The present study reveals that the genome and proteome composition of N. equitans are marked with the signatures of dual adaptation - one to high temperature and the other to obligatory parasitism. While the analysis of nucleotide/amino acid preferences in N. equitans offers an insight into the molecular strategies taken by the archaeon for thermo-parasitic adaptation, the comparative study of the compositional characteristics of mesophiles, hyperthermophiles and obligatory host-associated organisms demonstrates the generality of such strategies in the microbial world.
The hyperthermophilic archaeon Nanoarchaeum equitans is characterized by several intriguing features. It is the only known parasitic archaeon and for survival it must be in contact with the crenarchaeon host Ignicoccus. Its genome size is only 490 kb, representing the smallest microbial genome known to date, and yet it has the highest coding density, encoding for 536 genes . Phylogenetic analyses suggested that this microbe is probably a derived, but genomically stable parasite diverged anciently from the archaeal lineage .

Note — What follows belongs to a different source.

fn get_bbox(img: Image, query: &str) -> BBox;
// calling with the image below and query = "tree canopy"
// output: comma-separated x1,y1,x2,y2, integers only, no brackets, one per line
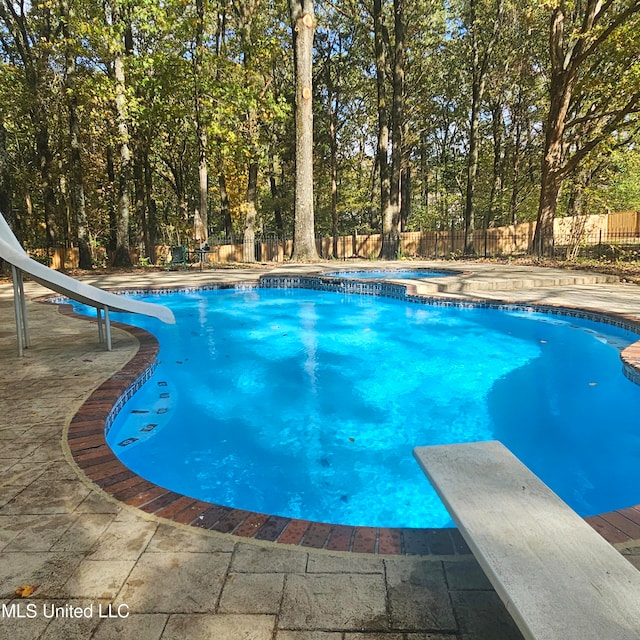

The genes for several vital metabolic pathways appear to be missing in Nanoarchaeum . This could be due to two plausible reasons. N. equitans might represent an ancient species, and hence possesses a small genome. Alternatively, it might have gone through a process of genome reduction as a strategy of adaptation to the obligatory parasitic lifestyle, as observed in cases of many other parasitic/symbiotic organisms . However, in obligatory intracellular bacteria, many genes involved in DNA recombination and repair along with the biosynthetic and metabolic genes are usually lost [3, 4]. But N. equitans possesses most of the DNA repair enzymes and the complete genetic machinery necessary for transcription, translation and DNA replication. The complexity of its information processing systems and the simplicity of its metabolic apparatus, therefore, suggest the presence of an unanticipated world of organisms yet to be characterized.
Most of the obligatory symbiotic/parasitic bacteria are characterized by the presence of only one/two rRNA operons, a small number of genes for tRNA isoacceptors, slow growth rate and an overall AT-richness [5–7]. It has been proposed that at the beginning of the symbiotic or parasitic integration, the loss of the genes involved in DNA repair favored the bias toward A+T content of such genomes [3, 4, 8]. However, the presence of a full set of archaeal DNA repair and recombination enzymes in N. equitans  contradicts the established hypothesis regarding AT-richness of its genome. Evidences for apparently little or no translational selection in synonymous codon usage have been reported for most of the species with reduced genomes examined so far, such as Borrelia burgdorferi , Buchnera aphidicola , Helicobacter pylori , Bartonella , Wigglesworthia  and Tropheryma whipplei  etc. Some of these bacteria exhibit strong base compositional asymmetries between leading and lagging strands of replication. It was, therefore, of interest to investigate whether N. equitans, an archaeon, is also characterized by any of such typical traits of the reduced genomes.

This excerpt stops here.